Newsgroups: comp.parallel.mpi
From: nevin@tbag.osc.edu (Nicholas Nevin)
Subject: LAM 6.0 performance
Organization: Ohio Supercomputer Center
Date: 15 Mar 1996 13:51:51 -0500
Message-ID: <vn2g2ba42bc.fsf@tbag.osc.edu>


Previous versions of LAM, an MPI implementation for clusters, were performance
handicapped because all communication was routed through LAM's per-node daemon,
much like PVM in default mode.  Any library-only implementation, most notably
MPICH, was significantly faster because communication is direct between
application processes, using underlying network services (TCP/IP on clusters).
Our initial motivation for implementing with a daemon was to supply superior
debugging capabilities and a faster test cycle (inspect, recompile, rerun).
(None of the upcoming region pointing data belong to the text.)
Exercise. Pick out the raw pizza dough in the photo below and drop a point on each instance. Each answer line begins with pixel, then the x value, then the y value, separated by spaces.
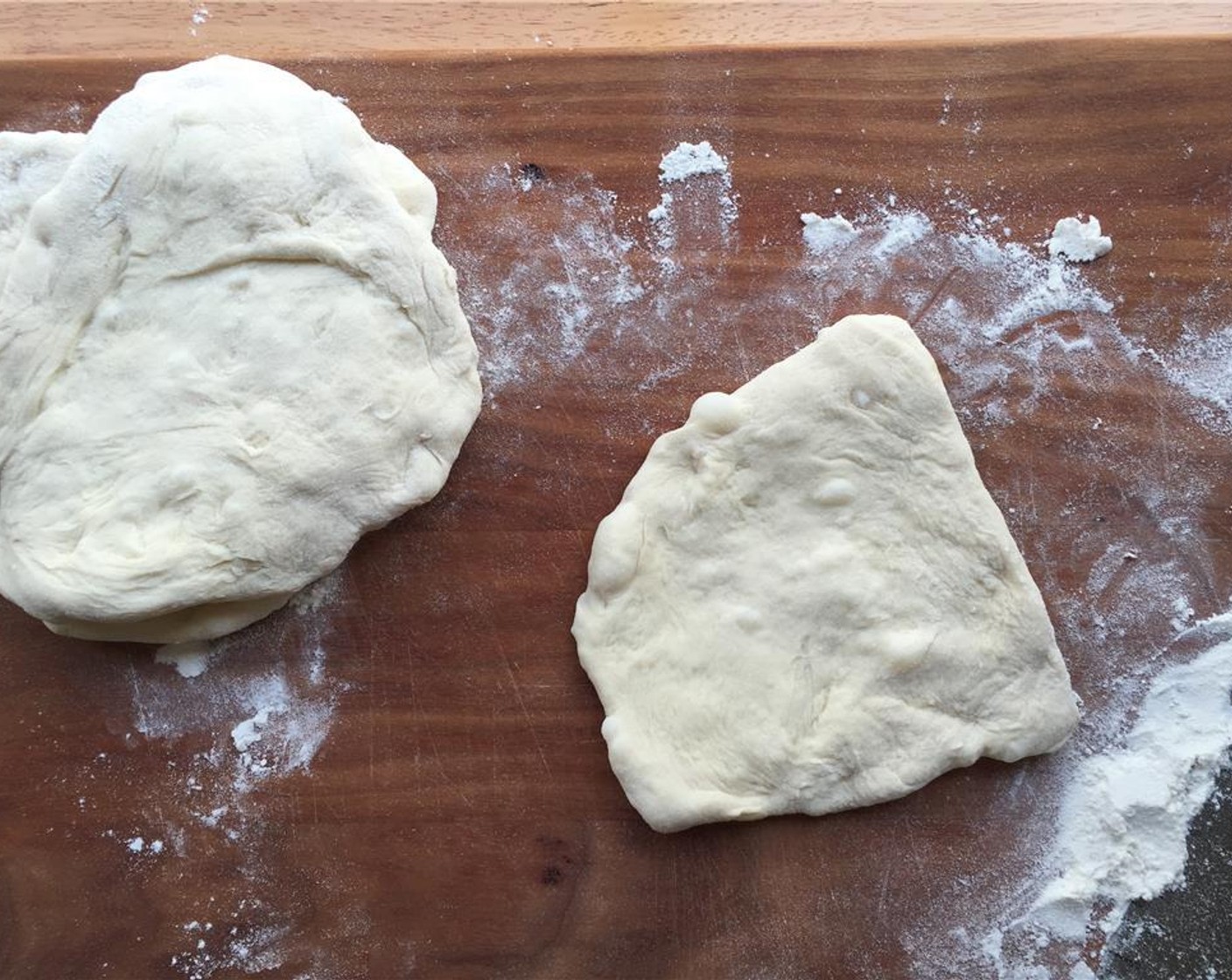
pixel 228 347
pixel 807 600
pixel 30 165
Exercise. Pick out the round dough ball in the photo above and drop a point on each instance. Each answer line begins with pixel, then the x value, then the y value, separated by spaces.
pixel 228 347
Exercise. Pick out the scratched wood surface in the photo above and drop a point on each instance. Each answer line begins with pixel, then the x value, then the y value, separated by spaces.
pixel 458 819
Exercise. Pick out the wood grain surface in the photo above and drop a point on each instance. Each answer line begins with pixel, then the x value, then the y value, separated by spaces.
pixel 458 817
pixel 289 29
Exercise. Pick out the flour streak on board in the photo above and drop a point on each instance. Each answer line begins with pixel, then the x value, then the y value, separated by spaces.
pixel 562 291
pixel 1017 332
pixel 259 727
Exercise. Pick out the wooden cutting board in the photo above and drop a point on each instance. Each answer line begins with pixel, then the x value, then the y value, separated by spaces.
pixel 455 815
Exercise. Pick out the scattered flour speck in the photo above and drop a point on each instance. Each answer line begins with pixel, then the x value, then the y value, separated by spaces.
pixel 1080 241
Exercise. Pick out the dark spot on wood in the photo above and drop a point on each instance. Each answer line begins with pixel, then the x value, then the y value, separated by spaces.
pixel 532 172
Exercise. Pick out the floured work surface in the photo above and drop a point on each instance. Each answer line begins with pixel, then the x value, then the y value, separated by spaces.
pixel 402 774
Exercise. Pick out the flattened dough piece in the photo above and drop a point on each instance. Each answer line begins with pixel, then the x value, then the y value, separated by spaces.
pixel 30 165
pixel 228 347
pixel 807 600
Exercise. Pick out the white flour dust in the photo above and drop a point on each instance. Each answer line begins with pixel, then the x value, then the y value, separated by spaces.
pixel 189 660
pixel 1080 241
pixel 249 721
pixel 1019 333
pixel 701 210
pixel 580 291
pixel 1017 328
pixel 1126 810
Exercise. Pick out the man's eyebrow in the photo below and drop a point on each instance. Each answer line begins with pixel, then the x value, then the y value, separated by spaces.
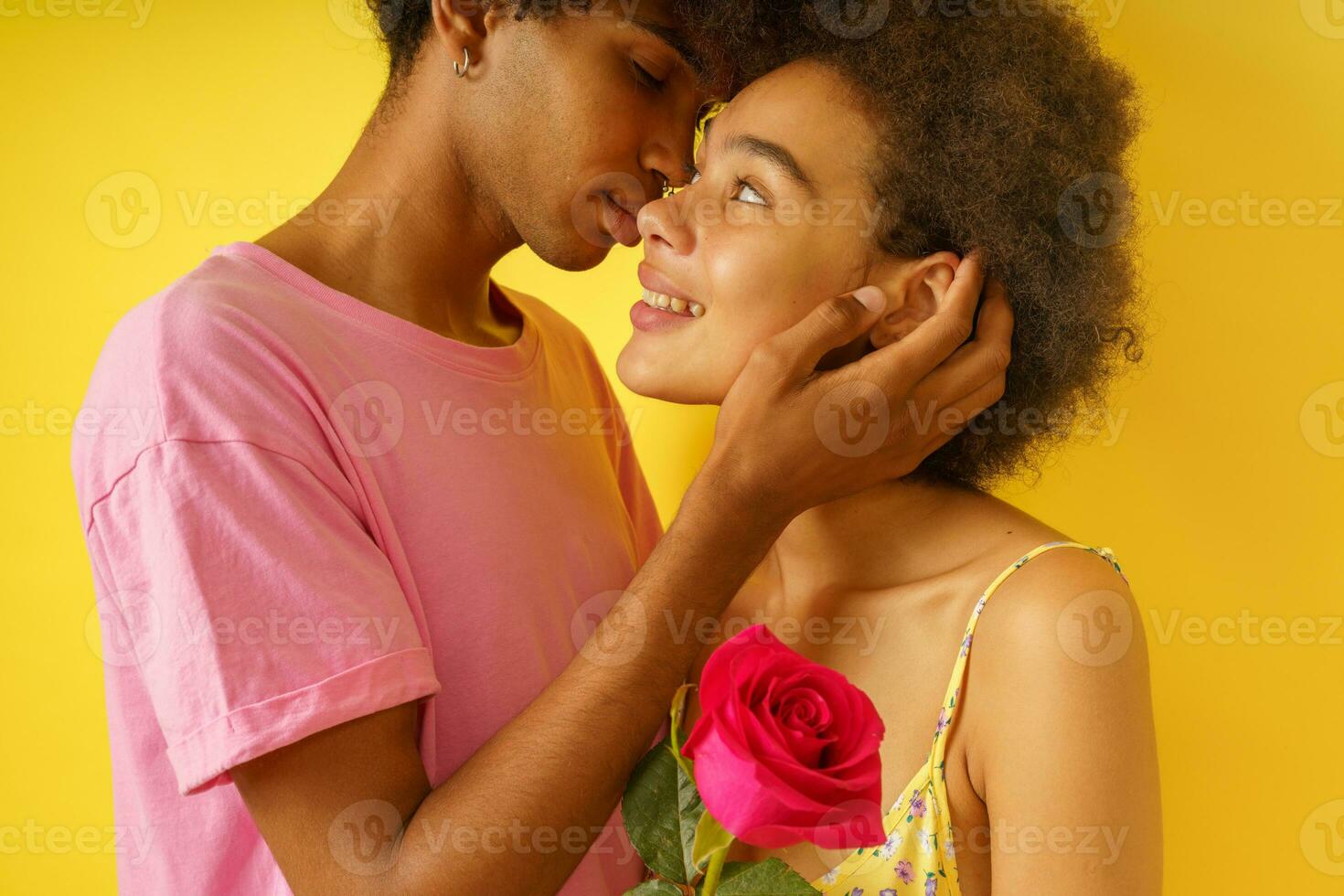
pixel 773 154
pixel 675 39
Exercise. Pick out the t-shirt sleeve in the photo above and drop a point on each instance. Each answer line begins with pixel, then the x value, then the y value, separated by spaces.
pixel 635 488
pixel 265 610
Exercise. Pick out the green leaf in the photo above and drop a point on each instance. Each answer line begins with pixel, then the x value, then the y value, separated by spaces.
pixel 709 837
pixel 661 809
pixel 677 712
pixel 771 878
pixel 655 888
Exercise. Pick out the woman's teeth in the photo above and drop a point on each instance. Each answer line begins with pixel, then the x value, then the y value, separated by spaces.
pixel 675 305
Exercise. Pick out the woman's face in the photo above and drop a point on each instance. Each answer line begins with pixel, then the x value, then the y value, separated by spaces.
pixel 778 219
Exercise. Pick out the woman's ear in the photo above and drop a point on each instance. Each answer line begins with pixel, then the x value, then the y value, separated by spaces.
pixel 914 293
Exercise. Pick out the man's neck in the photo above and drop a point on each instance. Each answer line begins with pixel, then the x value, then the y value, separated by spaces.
pixel 400 229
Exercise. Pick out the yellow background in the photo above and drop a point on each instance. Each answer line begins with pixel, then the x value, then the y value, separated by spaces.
pixel 1221 496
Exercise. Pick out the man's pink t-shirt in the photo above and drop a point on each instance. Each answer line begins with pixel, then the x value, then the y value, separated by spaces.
pixel 300 511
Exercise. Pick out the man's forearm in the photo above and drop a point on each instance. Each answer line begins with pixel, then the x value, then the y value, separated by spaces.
pixel 562 763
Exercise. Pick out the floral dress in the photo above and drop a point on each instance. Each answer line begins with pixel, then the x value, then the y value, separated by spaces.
pixel 918 858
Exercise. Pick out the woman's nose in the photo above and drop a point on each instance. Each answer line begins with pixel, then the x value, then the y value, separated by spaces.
pixel 661 225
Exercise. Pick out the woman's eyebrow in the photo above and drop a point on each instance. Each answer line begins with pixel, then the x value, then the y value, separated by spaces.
pixel 773 154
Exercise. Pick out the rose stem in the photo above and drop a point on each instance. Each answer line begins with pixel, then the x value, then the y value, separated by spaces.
pixel 711 873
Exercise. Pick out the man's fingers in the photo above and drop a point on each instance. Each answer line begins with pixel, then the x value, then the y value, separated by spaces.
pixel 980 360
pixel 832 324
pixel 898 367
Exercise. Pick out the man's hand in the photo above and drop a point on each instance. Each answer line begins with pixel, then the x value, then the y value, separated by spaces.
pixel 792 437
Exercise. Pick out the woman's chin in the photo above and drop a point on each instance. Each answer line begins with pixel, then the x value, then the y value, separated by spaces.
pixel 663 382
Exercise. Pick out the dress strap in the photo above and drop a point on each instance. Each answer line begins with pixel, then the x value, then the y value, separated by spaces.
pixel 958 672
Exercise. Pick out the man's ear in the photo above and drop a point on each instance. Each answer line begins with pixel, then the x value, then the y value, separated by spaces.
pixel 457 26
pixel 914 293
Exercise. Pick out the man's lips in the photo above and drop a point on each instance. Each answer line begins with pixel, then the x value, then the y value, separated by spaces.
pixel 621 222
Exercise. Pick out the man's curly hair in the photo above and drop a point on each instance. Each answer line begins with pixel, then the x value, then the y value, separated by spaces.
pixel 1007 129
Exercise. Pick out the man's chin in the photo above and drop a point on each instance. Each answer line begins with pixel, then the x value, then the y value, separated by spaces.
pixel 574 257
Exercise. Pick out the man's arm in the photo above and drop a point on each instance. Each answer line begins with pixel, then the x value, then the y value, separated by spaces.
pixel 563 762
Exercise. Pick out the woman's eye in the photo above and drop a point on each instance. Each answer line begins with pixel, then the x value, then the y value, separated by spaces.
pixel 748 194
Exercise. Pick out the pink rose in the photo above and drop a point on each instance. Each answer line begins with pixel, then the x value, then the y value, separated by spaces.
pixel 786 750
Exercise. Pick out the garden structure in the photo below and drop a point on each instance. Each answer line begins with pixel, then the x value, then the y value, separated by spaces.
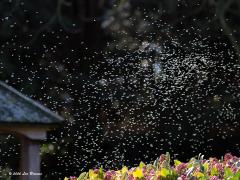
pixel 29 121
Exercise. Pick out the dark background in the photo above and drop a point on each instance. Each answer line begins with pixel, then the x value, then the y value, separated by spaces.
pixel 132 78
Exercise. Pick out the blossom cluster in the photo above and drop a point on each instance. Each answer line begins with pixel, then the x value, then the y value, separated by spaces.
pixel 227 168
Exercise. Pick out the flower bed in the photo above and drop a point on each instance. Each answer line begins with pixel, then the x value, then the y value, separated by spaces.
pixel 228 168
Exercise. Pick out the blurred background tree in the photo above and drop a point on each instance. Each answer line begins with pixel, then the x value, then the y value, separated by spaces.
pixel 132 78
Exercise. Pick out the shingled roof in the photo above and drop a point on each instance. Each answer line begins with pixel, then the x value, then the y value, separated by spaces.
pixel 17 108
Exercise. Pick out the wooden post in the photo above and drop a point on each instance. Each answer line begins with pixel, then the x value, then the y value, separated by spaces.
pixel 30 162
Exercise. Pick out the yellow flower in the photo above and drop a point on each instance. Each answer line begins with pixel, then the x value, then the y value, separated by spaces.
pixel 138 173
pixel 124 170
pixel 92 175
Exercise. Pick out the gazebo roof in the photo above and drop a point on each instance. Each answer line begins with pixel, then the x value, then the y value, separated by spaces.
pixel 15 108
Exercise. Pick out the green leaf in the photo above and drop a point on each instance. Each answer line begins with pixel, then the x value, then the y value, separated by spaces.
pixel 214 171
pixel 100 173
pixel 164 172
pixel 141 165
pixel 82 175
pixel 228 174
pixel 177 162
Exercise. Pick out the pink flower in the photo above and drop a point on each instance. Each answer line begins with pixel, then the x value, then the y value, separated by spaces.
pixel 214 178
pixel 162 158
pixel 73 178
pixel 228 157
pixel 220 167
pixel 181 167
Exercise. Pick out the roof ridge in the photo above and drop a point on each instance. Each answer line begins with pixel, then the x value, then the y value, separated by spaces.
pixel 33 102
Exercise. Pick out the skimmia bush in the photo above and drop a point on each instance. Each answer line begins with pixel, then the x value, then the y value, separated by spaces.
pixel 227 168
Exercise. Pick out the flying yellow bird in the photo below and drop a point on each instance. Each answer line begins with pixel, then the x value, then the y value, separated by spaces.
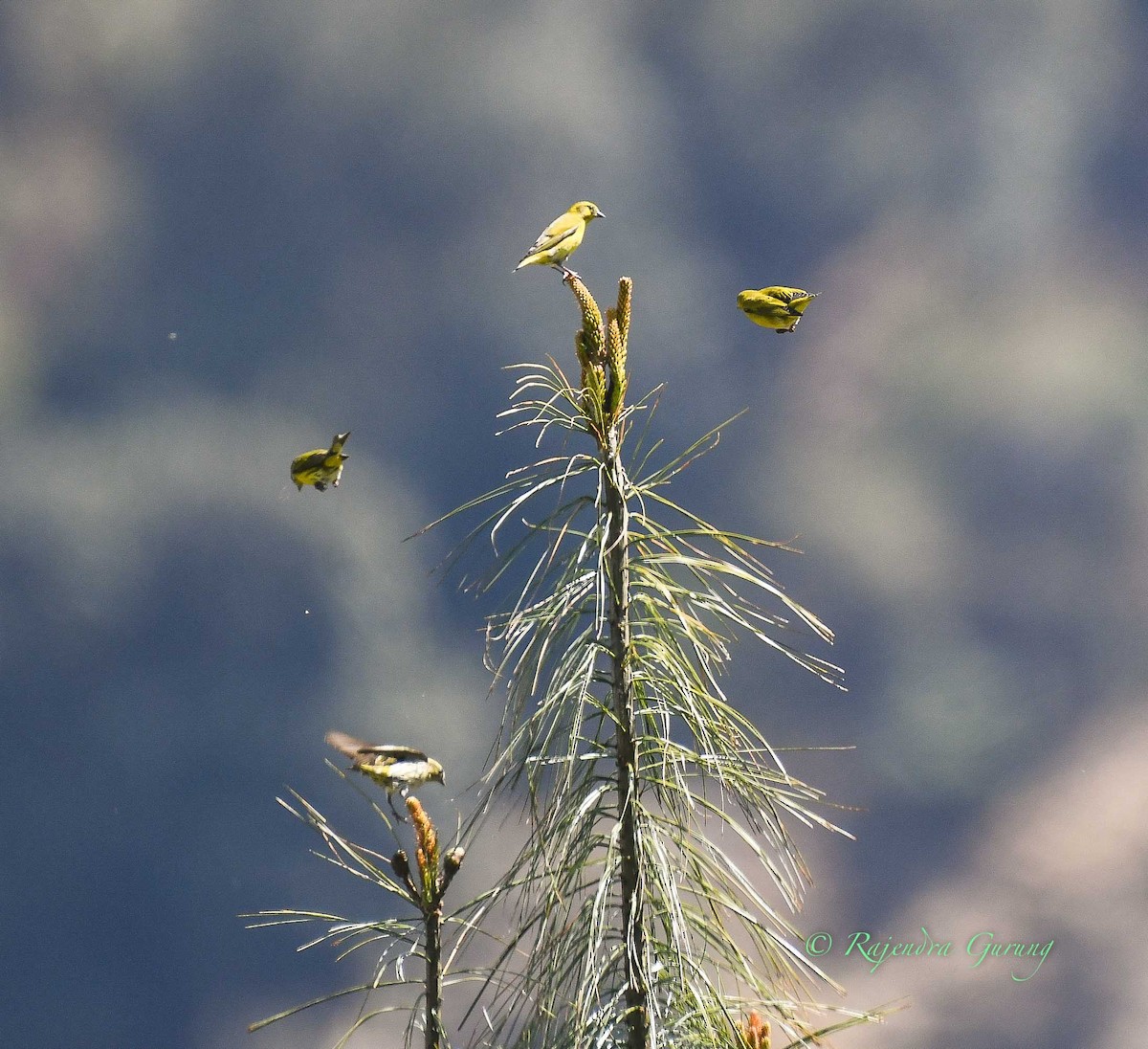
pixel 779 308
pixel 393 768
pixel 320 466
pixel 558 240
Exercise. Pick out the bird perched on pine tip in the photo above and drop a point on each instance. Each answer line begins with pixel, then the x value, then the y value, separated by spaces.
pixel 776 307
pixel 561 239
pixel 393 768
pixel 320 466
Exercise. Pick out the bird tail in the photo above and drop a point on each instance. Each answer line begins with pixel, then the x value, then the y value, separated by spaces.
pixel 345 745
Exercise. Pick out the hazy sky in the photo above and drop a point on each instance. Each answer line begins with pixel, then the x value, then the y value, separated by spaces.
pixel 230 229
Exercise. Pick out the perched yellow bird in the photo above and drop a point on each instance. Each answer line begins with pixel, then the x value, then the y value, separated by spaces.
pixel 779 308
pixel 393 768
pixel 558 240
pixel 320 466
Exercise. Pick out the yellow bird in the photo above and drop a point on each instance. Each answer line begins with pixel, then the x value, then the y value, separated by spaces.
pixel 558 240
pixel 393 768
pixel 779 308
pixel 320 466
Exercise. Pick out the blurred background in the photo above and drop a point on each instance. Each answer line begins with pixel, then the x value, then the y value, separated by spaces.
pixel 230 229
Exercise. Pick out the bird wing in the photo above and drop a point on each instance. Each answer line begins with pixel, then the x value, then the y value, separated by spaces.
pixel 309 459
pixel 558 231
pixel 397 754
pixel 762 302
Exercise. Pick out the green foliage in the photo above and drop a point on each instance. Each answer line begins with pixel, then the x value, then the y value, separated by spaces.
pixel 641 907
LAM 6.0, the new release, removes this performance handicap, because it
is also capable of direct process-to-process MPI communication, bypassing
the daemon.  The choice between enhanced debugging or peak performance
is made on the mpirun command-line; there are no code provisions.

% mpirun myapp

traditional mode with max inspection capability of processes and messages
at runtime

% mpirun -c2c myapp

"client-to-client" or "go-fast" mode, bypassing the daemon and getting the
best performance from the underlying system

To back up this advertisement, we studied the performance of LAM 6.0
and MPICH 1.0.12 on our DEC AXP cluster, connected via a FDDI network
(no giga-switch).  The results are presented in Ohio Supercomputer Center
Technical Report OSC-TR-1996-4, available from http://www.osc.edu/lam.html
or ftp://ftp.osc.edu/pub/lam.

Here is a brief summary of the results.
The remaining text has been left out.